UAE Hosts Art Workshops for Orphans

Saleh Art Programme for Child Emotional Need

Workshops
Selah Art Program Workshop

Art is therapeutic. On this tenet, eighty-six orphans from the Awqaf and Minors Affairs Foundation were inducted into a growing form of psychotherapy — expressions through art — to provide clues to their state of mind. A series of art workshops are held to enable them to portray their feelings, without fear of judgement.

“The way a child creates art and plays with it can highlight a great deal about their situation and experience,” said Sara Powell, art psychotherapist at the Art Therapy International Centre, which has been working closely with orphans.

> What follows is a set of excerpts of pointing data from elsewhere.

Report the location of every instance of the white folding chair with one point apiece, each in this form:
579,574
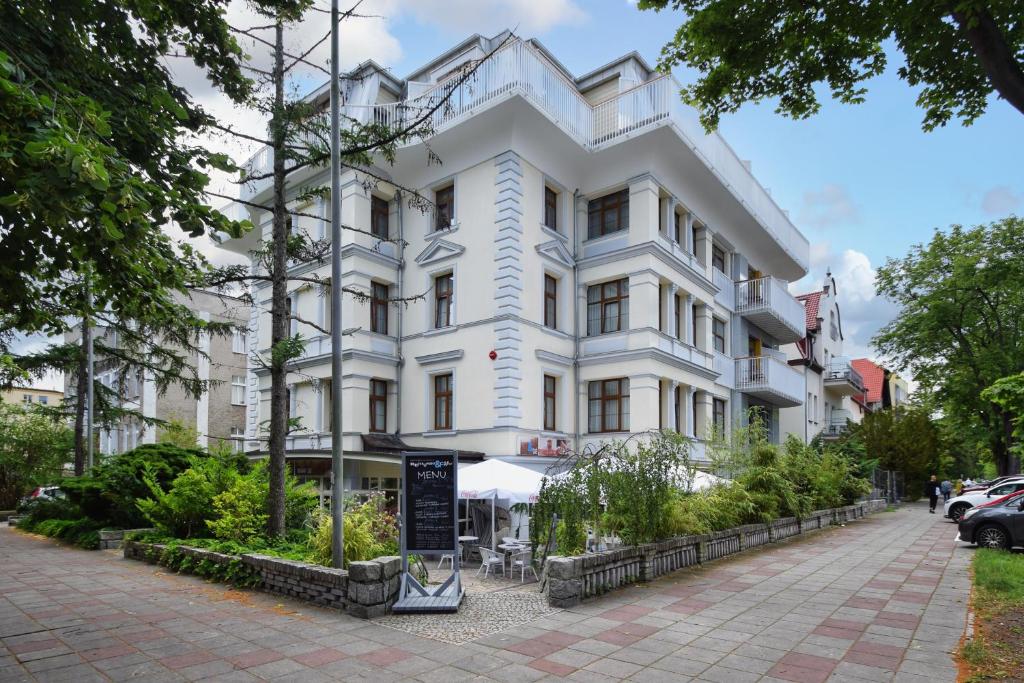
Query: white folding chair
523,560
488,559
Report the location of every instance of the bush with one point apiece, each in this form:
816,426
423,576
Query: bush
110,493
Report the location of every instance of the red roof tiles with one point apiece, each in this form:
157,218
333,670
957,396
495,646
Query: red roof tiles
873,377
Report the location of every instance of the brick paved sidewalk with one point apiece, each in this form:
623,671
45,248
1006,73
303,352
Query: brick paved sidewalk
881,599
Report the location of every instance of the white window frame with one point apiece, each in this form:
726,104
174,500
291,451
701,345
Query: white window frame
238,386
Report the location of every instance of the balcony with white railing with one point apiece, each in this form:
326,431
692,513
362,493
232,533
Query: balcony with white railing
841,378
770,380
767,303
519,69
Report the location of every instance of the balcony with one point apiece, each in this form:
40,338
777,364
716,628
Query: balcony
841,378
767,303
520,70
770,380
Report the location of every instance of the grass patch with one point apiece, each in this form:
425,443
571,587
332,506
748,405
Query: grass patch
997,648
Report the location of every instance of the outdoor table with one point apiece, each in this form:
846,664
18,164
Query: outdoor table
465,541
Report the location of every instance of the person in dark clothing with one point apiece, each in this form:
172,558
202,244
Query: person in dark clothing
933,491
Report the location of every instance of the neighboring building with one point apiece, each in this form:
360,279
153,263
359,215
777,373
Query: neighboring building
830,381
216,416
31,396
883,388
597,266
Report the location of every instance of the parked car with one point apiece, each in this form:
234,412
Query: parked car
39,495
997,524
955,507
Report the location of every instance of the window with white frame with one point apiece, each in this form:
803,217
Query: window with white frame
238,341
238,390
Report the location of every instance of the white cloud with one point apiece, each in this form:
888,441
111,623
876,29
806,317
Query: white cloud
1000,201
828,207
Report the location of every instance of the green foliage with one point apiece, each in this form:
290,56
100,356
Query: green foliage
792,52
109,494
370,531
33,451
961,325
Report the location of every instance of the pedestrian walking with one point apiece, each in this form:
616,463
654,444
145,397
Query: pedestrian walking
932,489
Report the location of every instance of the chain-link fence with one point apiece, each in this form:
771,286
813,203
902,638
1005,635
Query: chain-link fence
888,484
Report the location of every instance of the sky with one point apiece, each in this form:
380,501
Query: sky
862,182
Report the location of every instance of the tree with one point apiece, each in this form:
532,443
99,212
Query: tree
957,52
33,451
960,325
299,137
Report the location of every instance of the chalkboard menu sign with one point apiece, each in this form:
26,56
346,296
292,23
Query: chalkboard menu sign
429,504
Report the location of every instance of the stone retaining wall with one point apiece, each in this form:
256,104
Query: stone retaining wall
570,580
365,590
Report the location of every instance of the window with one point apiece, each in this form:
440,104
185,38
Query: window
378,307
238,390
607,307
608,406
238,341
718,334
608,214
718,258
442,300
550,208
237,443
550,302
550,394
442,401
444,207
378,217
718,415
378,406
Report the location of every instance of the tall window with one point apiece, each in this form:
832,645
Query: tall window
238,390
718,415
550,395
608,406
378,217
550,302
442,401
718,334
444,207
378,307
442,300
550,208
718,258
378,406
238,341
608,214
607,307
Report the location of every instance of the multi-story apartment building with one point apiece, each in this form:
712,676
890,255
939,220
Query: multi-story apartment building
216,416
595,266
31,396
832,382
883,388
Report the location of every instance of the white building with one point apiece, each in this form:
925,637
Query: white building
833,385
596,266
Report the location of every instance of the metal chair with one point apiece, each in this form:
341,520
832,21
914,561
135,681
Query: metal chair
488,559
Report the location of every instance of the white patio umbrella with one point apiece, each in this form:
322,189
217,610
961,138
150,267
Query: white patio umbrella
497,479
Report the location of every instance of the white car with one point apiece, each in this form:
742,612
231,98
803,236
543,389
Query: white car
955,507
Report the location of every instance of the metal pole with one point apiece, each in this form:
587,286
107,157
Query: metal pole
90,372
337,450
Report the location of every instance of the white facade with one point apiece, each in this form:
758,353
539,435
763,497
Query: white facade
531,157
833,385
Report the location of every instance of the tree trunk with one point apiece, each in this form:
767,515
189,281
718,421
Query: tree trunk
80,398
279,301
994,55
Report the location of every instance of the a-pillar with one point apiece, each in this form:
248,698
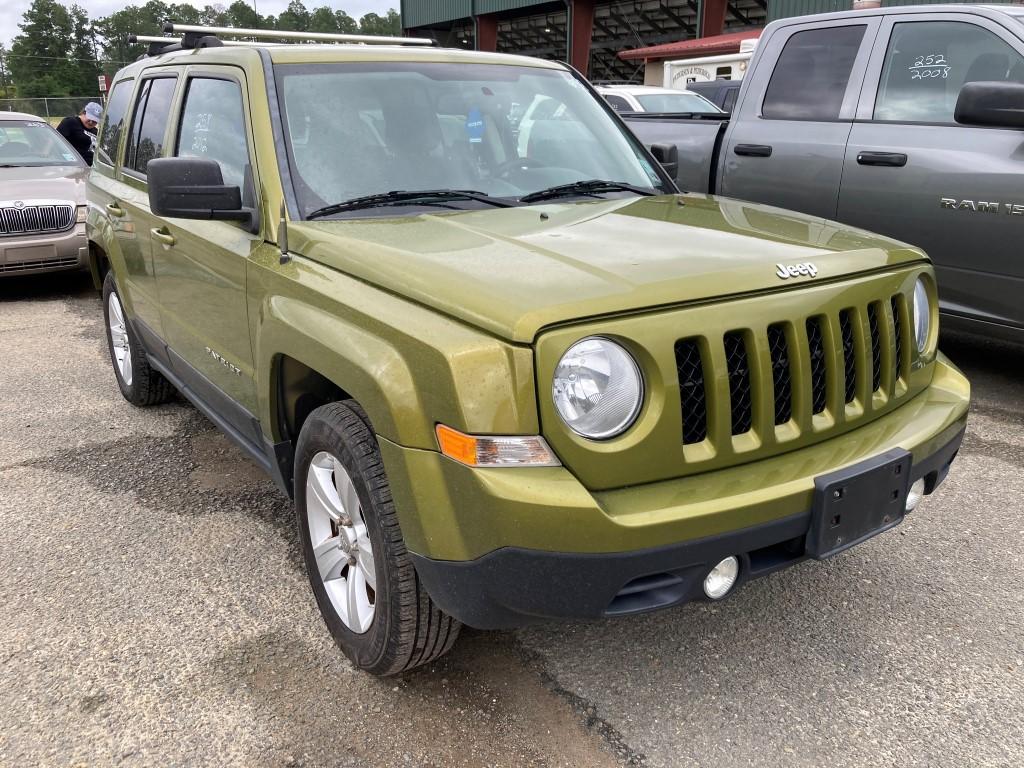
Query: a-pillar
486,33
581,32
712,20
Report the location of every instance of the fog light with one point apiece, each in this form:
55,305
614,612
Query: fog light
914,495
722,578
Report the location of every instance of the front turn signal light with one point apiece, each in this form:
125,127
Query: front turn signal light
489,451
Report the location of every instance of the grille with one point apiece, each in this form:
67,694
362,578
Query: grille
849,352
872,322
882,336
22,266
781,382
691,391
739,382
898,338
816,347
36,219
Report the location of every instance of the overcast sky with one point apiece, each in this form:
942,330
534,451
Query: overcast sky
11,10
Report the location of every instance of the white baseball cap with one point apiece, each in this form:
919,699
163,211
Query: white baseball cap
93,112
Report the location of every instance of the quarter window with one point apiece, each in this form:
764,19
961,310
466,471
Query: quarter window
928,62
114,122
150,123
213,126
812,74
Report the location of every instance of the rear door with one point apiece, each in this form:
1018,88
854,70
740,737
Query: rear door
201,264
912,173
787,138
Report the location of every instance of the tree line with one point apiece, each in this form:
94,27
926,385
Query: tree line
61,51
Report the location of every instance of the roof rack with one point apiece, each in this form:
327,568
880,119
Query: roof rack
203,37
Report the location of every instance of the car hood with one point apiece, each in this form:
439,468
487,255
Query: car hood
513,271
44,182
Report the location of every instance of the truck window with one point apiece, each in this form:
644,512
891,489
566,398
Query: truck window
811,76
150,124
213,126
114,122
928,62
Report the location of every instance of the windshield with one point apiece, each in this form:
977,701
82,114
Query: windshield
27,142
676,102
366,128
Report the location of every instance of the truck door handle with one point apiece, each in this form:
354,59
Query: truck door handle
163,236
753,151
892,159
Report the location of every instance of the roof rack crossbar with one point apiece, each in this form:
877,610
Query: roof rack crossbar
190,30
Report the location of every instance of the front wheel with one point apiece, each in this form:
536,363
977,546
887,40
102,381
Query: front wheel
359,570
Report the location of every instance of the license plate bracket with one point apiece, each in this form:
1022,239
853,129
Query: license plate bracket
856,503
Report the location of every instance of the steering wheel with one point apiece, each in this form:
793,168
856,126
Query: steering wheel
505,170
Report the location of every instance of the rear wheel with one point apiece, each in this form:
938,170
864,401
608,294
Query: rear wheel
360,572
139,382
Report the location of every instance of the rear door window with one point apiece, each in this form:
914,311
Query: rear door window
150,123
213,126
812,74
114,122
928,62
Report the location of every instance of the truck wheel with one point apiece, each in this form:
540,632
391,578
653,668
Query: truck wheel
361,576
139,383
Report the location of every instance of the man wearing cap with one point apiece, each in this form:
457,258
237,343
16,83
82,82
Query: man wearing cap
80,129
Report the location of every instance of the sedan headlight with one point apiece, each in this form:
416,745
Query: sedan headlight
597,388
922,314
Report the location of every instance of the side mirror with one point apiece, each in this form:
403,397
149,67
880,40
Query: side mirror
997,104
668,158
193,188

Ten Emirati volunteer artists hold the workshops.

Workshop
Selah Art Program Workshop

This ongoing project, called the ‘Saleh’ Art Programme, is part of a year-long initiative by the Cultural Office of Shaikha Manal Bint Mohammad Bin Rashid Al Maktoum organised for orphans and underprivileged children between ages four and 16.

The programme features four workshops, three of which have taken place, with the final one to be held on May 19.

Connecting with their thoughts and emotions for the first time, the children were able to explore the boundaries of their self-confidence and communicate their feelings through drawing, painting, clay modelling, music and group drama.

workshops
A series of art workshops are held to enable kids to portray their feelings, without fear of judgement.

“The aim of art therapy is to encourage the use of a child’s natural inner resources, to help them to work through trauma and difficult experiences,” said Powell. “It does not focus on products or outcomes but on the therapeutic qualities of the art-making process itself. The safe environment provided to them to express themselves gives the tools to regulate their emotions and manage their behaviour.”

The approach gives the orphaned children an opportunity to directly convey their ideas on loss, grief or loneliness. Such emotions can have a deep impact on their sense of well-being, Powell said, depending on how strong or not is their resilience, and their ability to forge bonds and attachment with others.

The workshops explore themes such as self-identity and self-esteem in the form of in self-portraits, which are then assessed for what they reveal about the children’s minds. In another exercise, the children are asked to introduce themselves based on their likes and dislikes.